Chadwick joined archaeologists Cedric Puleston of the University of California, Davis, Thegn Ladefoged of the University of Auckland, and Christopher Stevenson of Virginia Commonwealth University in examining six agriculture sites used by the island’s inhabitants. The research focused on the three sites they had information on regarding climate, land, and soil chemistry.
“In the current Easter Island debate, one side says the Rapa Nui decimated their environment and killed themselves off,” said Chadwick, a professor in UCSB’s Department of Geography and the Environmental Studies Program. “The other side says it had nothing to do with cultural behavior, that it was the Europeans who brought disease that killed the Rapa Nui. Our results show that there is some of both going on, but the important point is that we show evidence of some communities being abandoned prior to European contact.”
The team used flakes of obsidian, a natural glass, as a dating tool. They measured the amount of water that penetrated the obsidian’s surface, allowing them to see how long it had been exposed and determine its age.

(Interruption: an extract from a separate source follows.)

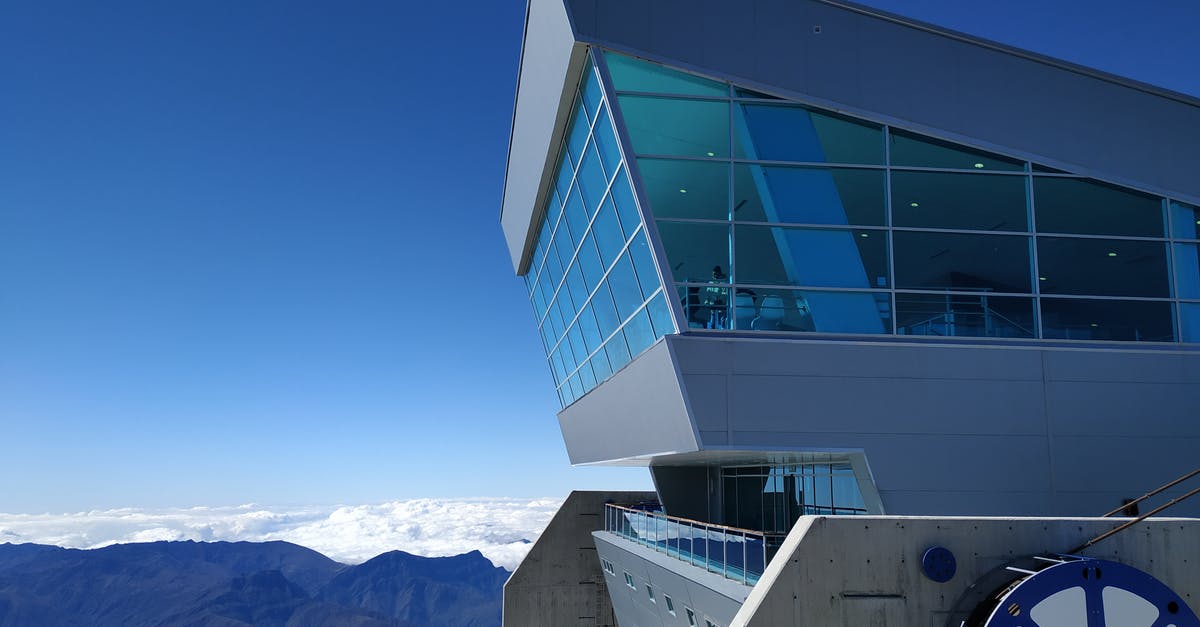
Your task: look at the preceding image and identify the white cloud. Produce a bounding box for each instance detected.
[0,498,562,571]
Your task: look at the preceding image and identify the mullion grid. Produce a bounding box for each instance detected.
[534,59,665,406]
[617,86,1192,341]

The study reflected the environmental diversity of Easter Island, located 2300 miles off the west coast of Chile. The soil nutrient supply on Easter Island is less than some of the Hawaiian Islands, which were settled on by the Polynesians around the same time.
The first site the researchers analyzed was near the northwest coast, and it had low rainfall and high soil nutrient availability. The second site, which was located on the inside of the volcanic mountain, experienced high rainfall but had low nutrient supply. The third location, which was another coastal area near the northeast, had intermediate amounts of rainfall and high soil nutrients.
“When we evaluate the length of time that the land was used based on the age distribution of each site’s obsidian flakes, which we used as an index of human habitation, we find that the very dry area and the very wet area were abandoned before European contact,” Chadwick said. “The area that had relatively high nutrients and intermediate rainfall maintained a robust population well after European contact.”
These results suggest that the Rapa Nui had produced sufficient crops rather than degrading the environment themselves, due to the regional variations and natural environmental factors. Where they produced food well, they were able to maintain their culture despite the threat of external factors from European diseases such as: tuberculosis, syphilis, and smallpox.
“The pullback from the marginal areas suggests that the Rapa Nui couldn’t continue to maintain the food resources necessary to keep the statue builders in business,” Chadwick concluded. “So we see the story as one of pushing against constraints and having to pull back rather than one of violent collapse.”